Stressful life circumstances have long been associated with negative health outcomes, including type 2 diabetes (T2D), cardiovascular disease, insomnia, anxiety, depression, and Alzheimer’s disease (AD). Susceptibility to these stress-linked disorders depends on both environmental and genetic components, and even family members living under the same stressful circumstances can vary widely in health outcomes.
In studies exposing mice to various types of stressful social circumstances, the Stubbs Lab has shown the rapid and dramatic up- or down-regulation of genes in stress-responsive brain regions, including the homologs of genes that are strongly associated with stress-linked disorders including T2D (for an example, see the discussion of TCF7L2, above). These studies have led to the lab’s interest in genetic factors that coordinate the brain’s response to stress, with the hypothesis that they may provide key links to health disorders associated with threat, deep uncertainty, or deprivation.

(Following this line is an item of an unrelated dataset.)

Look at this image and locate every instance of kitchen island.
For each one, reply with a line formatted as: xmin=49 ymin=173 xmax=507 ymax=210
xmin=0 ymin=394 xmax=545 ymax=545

Using standard genetic tools together with novel mathematical methods developed by the Galas Lab, these two PNRI research teams used large public health databases to identify genes associated with susceptibility to disorders such as T2D and to search for genetic modifiers of those major susceptibility alleles; many of these candidate T2D modifiers are themselves associated with other stress-related diseases, especially with AD.
Those genes and their modifiers are entry points into larger genetic networks that may act to render T2D patients particularly vulnerable or resistant to co-morbid AD. Once candidate genes are identified, Stubbs Lab members are working to confirm and further define the genetic interactions, and to identify the genetic and molecular basis for their roles in susceptibility or resilience to disease. This research group is also establishing pilot studies with relevant clinical groups to bring these results closer to afflicted patients, where they may inform diagnosis and treatment of disease.